A Guide to Understanding Different Reactions to Tragedy
This morning I turned on Good Morning America, as I do every morning, only to be greeted yet AGAIN with the sad news of another mass shooting… this time the worst in “the history of American mass shootings”. The fact that I just typed… “the history of American mass shootings” brings a tear to my eye. We as a country and the world have faced many tragedies recently… 3 devastating hurricanes, earthquakes, volcanoes, wild fires, excessive heat warnings, floods, social and economical unrest, and now another mass shooting. As our country faces pulling together after this recent tragedy, I am paused to consider the diverse ways people respond to tragic events. You see not everyone handles tragedy the same. And that is OK! But it is helpful to understand that some will not grieve the same way you do. When we understand that we can help each other heal instead of judging.

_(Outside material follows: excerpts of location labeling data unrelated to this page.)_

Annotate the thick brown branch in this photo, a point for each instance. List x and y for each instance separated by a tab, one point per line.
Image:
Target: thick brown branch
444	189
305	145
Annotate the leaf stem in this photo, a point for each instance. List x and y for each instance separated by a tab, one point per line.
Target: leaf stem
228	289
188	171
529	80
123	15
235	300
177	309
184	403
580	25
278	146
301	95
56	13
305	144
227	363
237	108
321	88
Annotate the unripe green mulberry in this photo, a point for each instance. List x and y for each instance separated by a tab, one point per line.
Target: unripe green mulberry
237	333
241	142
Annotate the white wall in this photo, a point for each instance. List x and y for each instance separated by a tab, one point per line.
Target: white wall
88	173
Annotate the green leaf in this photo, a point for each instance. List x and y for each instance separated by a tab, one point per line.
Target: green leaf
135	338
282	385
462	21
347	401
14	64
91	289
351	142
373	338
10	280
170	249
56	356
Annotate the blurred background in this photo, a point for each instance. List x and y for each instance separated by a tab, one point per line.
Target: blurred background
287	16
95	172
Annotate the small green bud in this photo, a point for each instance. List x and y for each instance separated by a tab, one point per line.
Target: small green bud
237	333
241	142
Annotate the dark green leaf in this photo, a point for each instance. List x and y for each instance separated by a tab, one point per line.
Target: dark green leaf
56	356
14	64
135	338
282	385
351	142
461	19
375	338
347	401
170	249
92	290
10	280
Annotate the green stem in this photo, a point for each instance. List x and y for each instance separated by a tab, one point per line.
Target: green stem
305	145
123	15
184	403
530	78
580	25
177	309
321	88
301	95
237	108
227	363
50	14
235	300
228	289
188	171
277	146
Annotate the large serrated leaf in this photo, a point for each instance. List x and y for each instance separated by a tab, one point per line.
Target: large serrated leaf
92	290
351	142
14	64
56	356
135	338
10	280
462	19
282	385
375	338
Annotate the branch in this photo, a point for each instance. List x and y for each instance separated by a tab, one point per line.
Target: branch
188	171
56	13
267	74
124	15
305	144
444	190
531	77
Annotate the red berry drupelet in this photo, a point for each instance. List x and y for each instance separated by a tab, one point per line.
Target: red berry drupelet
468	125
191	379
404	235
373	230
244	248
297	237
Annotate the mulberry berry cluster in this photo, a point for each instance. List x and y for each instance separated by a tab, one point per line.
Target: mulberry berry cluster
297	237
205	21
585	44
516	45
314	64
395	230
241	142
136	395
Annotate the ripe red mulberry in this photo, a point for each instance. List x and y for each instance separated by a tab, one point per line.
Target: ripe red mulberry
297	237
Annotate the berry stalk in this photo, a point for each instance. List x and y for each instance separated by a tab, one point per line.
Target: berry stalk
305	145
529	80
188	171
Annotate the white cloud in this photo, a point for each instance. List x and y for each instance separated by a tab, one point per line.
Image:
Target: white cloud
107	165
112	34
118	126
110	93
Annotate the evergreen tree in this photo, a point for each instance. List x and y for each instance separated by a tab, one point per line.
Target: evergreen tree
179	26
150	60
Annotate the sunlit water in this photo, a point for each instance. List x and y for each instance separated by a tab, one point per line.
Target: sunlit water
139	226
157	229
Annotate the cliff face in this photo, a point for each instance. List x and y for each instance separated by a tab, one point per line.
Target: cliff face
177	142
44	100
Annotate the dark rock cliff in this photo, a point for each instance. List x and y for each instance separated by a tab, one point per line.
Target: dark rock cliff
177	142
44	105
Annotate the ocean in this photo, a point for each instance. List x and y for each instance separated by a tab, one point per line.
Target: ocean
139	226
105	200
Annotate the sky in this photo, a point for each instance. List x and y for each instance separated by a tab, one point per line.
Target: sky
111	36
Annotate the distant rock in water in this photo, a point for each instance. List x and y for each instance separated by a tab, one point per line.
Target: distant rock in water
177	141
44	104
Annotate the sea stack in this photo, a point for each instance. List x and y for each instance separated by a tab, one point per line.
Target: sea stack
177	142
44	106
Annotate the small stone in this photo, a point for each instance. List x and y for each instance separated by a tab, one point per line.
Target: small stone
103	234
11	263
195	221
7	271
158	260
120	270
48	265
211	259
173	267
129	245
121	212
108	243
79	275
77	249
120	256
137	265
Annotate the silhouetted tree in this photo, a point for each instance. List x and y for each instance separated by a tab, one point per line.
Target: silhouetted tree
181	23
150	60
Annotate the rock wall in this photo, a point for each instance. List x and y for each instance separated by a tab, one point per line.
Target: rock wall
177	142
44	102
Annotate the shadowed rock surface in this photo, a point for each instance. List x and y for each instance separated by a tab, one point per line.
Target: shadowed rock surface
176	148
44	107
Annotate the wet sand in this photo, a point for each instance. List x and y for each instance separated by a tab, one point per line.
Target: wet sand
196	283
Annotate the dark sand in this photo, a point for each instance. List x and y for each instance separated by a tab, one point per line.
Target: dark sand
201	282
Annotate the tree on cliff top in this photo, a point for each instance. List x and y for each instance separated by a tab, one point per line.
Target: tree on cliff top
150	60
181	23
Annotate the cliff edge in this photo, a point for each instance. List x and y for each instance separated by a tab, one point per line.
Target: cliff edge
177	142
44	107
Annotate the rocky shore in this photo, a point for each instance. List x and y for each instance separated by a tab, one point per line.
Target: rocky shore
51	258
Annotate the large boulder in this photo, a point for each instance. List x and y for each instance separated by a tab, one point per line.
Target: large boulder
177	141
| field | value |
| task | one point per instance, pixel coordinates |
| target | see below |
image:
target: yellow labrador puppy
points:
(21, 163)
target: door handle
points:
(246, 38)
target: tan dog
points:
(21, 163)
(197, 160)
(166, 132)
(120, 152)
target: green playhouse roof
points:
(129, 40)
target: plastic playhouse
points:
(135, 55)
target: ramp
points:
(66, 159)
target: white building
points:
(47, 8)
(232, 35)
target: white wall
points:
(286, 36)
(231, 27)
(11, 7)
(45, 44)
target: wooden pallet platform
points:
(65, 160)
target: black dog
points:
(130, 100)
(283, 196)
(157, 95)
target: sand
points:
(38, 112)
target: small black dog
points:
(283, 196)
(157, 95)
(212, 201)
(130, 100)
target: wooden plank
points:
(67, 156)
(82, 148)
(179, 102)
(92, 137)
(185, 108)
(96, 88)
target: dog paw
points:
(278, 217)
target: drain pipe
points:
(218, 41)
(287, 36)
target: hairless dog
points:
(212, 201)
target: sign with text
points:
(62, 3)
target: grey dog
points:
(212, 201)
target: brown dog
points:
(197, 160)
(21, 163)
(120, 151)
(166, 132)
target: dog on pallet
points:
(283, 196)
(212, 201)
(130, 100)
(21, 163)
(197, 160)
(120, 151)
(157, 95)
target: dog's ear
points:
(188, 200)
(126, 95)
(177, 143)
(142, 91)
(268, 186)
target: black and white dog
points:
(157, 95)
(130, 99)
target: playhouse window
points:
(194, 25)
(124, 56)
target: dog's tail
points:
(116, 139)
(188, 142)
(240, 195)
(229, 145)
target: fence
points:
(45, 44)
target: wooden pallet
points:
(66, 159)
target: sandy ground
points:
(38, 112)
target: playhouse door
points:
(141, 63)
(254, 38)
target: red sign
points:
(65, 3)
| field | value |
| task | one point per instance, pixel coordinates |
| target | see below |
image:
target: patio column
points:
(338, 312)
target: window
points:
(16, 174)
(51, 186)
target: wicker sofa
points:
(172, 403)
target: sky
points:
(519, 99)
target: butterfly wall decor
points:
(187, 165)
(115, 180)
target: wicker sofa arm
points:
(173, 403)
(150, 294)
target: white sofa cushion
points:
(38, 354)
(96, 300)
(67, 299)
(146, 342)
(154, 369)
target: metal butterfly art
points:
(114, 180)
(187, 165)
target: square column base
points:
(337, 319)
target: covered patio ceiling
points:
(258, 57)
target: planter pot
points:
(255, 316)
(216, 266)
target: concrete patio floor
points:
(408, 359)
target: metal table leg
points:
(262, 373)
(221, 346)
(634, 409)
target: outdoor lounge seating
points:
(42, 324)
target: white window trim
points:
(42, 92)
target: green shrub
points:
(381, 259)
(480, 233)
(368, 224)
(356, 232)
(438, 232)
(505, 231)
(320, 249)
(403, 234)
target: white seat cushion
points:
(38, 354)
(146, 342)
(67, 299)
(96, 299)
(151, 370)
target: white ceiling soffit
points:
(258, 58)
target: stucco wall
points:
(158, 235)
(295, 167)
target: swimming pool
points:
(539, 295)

As a coach and DISC practitioner I live for analyzing behavior patterns and solving problems. In crisis, I have seen some people rush to activism, some get to work to avoid thinking about it, some people rush to solitude, some rush to be with the people they love, some people research to find all the facts and try to make sense of it all. The point is… we all handle things differently.
Most high “D” behavior styles will pause reflect and move on. They will keep busy with things they can control and act on. They will allow themselves little downtime and little time to process. To others this may seem harsh or insensitive… but, this is just how a high “D” handles crisis.
Most high “I” behavior styles will flock to groups to be around people, some will start a fundraising effort, some will make signs or create (repeated) social media posts of support… a “we’re in this together” mentality. They may share information that is not backed by fact, but more based on emotion. To others this can seem irresponsible or rash in the respect that they can stir up emotions in others.
Most high “S” behavior styles will shelter at home… surround themselves with what is comfortable, known and familiar. They will bring their loved ones close and make sure they are OK without sharing much about their own feelings. To other this may look like they are keeping their head in the sand… and to an “S”, that is just what they want in crisis!
Most high “C” behavior styles will watch all the news stations, read articles, listen to the radio, scan social media, gather information, and some will even try to figure out a plan to “make things better” or make sense of something that may not make sense. They are looking for logic… something to solve, an answer. A high “C” will need as much information, angles and stories as they can get, even if it is upsetting to them. To others this may seem like punishment… “Why are you doing this to yourself… turn off the TV”, But they can’t.
There is no “Right” or “Wrong” way to handle tragedy… what is most important is to give people the freedom to process without judgement of how they “should” react or respond. My goal in this article is to bring to light the fact that we are all different, yet all beautiful. As we try to understand what is going on in our world… remember to give people grace… give people the space to grieve or be angry or whatever emotion comes up for them… without judgement. We will get through this. Sending love and hugs to you all!